Messages are encoded in a generic Message protobuf.
message Message {
enum Type {
ACK = 0;
MESH = 10;
LOCATION_REQUEST = 11;
LOCATION_RESPONSE = 12;
}
Type type = 1;
uint32 device_id = 2;
// One or less of the following will be filled in.
Mesh mesh = 100;
LocationRequest location_request = 300;
LocationResponse location_response = 400;
}
The mesh is encoded in a wavefront or PLY-like structure with vertices and face indices.
message Mesh {
uint32 mesh_id = 2;
uint64 timestamp = 3;
// We need the camera position in case we want to do space carving.
Vec3D cam_position = 100;
Vec4D cam_rotation = 101;
repeated Vec3D vertices = 200;
repeated Face faces = 201;
}
Each mesh is associated with a timestamp since we wish to know whether the mesh has been updated . The camera positions are useful for operations such as space carving.
When the client needs a new 3D location as a game objective (i.e. a place to hide an object), it makes a LocationRequest
message, and gets back a LocationResponse
message.
message LocationRequest {
;
}
message LocationResponse {
Vec3D location = 1;
Vec3D orientation = 2;
}
Implementation Details
We use the standard library asyncio module to implement asynchronous communication. This allows us to handle the data without having to manage threads manually.
We performed a sanity check of the system using a custom wavefront mesh parser using a mock client. The server correctly receives and handles the message.
Client Communications Architecture
We started with the Spatial Mapping code provided in HoloToolkit. In particular, the RemoteMeshManager
converts all the Unity meshes into byte arrays when the user says “Send Meshes”, while RemoteMeshSource
sends byte arrays over a TCP socket. We took out the extraneous functionality from the RemoteMeshManager
(that dealt with viewing meshes sent from the Hololens on a desktop), and wrote our own plumbing to convert Unity meshes into our protobuf format. We also removed a single line from RemoteMeshSource
, since in the HoloToolkit implementation it sends an extra 4-byte length along with every packet (whereas we send the length before the first packet of the protobuf). We were able to successfully transfer a mesh from the Hololens to a server running on a separate machine, although the auxiliary fields (e.g. device ID, device pose) haven’t yet been filled in.
Mesh Analysis
Hamid did some analysis on the mesh input of a single Hololens from a scene that contains three connected rooms in VR Lab. There are some interesting observations from the meshes. It seems that the Hololens divides the volumetric space into tiled cubes on a 3D grid with small overlap between adjacent blocks. The Hololens tries to find the best surface reconstruction for each cube in the 3D space by sequentially processing the depth information from the sensors. The following 3D model shows all sub-meshes captured by a single Hololens and vertices are colored in Meshlab based on their distance to the border of sub-meshes. The 3D grid of volumetric space is visible in the large planar surfaces.

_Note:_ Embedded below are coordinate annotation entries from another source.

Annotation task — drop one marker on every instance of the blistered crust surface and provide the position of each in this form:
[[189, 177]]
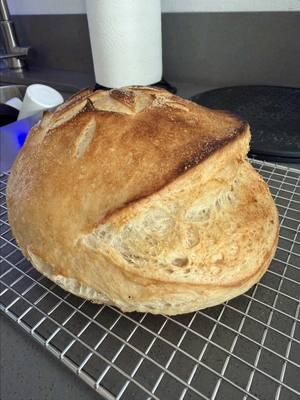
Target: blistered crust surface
[[141, 199]]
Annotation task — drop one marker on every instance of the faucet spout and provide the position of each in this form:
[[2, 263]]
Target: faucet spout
[[15, 55]]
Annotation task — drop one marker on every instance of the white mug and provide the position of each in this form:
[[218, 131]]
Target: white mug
[[39, 98], [15, 102]]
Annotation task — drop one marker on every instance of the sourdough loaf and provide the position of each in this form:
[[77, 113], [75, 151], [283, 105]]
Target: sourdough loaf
[[140, 199]]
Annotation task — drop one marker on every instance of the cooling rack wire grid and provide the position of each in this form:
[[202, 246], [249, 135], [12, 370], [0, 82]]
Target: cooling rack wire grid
[[246, 348]]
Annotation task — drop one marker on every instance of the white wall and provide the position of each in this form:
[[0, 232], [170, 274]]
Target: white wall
[[78, 6]]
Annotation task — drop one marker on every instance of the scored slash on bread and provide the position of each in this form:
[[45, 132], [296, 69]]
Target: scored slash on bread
[[140, 199]]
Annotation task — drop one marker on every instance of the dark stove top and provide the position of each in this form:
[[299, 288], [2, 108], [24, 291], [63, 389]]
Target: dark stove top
[[273, 113]]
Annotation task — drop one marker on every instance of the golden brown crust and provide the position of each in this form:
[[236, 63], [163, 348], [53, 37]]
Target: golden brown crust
[[135, 196]]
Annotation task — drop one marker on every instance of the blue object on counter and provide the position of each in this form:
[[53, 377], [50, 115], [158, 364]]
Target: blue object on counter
[[12, 138]]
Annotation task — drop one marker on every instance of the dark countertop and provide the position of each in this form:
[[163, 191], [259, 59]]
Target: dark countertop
[[29, 371], [66, 81]]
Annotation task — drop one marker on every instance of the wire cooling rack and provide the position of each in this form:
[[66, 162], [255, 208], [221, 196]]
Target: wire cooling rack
[[246, 348]]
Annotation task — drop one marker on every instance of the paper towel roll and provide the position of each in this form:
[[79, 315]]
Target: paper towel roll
[[126, 41]]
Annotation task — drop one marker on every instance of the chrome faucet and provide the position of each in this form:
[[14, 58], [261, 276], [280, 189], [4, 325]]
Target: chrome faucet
[[15, 55]]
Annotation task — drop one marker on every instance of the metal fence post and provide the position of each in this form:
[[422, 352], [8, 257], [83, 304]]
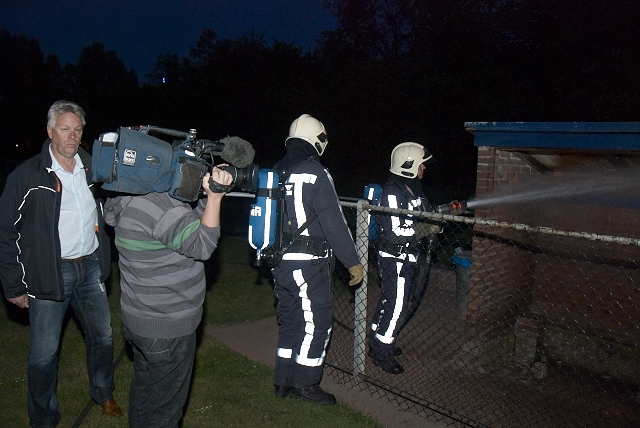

The boundary of the rooms are visible even with noisy and coarse meshes on the walls. The wall surfaces on both sides of the same wall from different rooms are not confused or mixed together. This shows that planar surfaces like wall and floor are easy to reconstruct after some post processing and refinement on meshes. There are some holes on the wall behind or near fluorescent lamps, which can be corrected by capturing from different views. The windows are unscannable parts and there are large holes in the location of four windows.
After applying midpoint subdivision surface and Poisson surface reconstruction, we get a smooth 3D model of the scene. The reconstruction of the walls are decent, though there are some holes on them. Some of the objects (such as monitor, chair, desk, etc) are partially reconstructed. This can be improved by multiple capturing of the same object from different viewpoint.
Plans
While some concrete stuff got done this week, we still don’t have our basic gameplay interface. This will be the main task for Alex and Edward next week. Other low-hanging fruit: letting the server send meshes back to the Hololens should be very straightforward now, it’s just a matter of implementing it. Meanwhile, Hamid and Keunhong will start implementing the mesh processing framework (and integrating it with the server) and major data structures.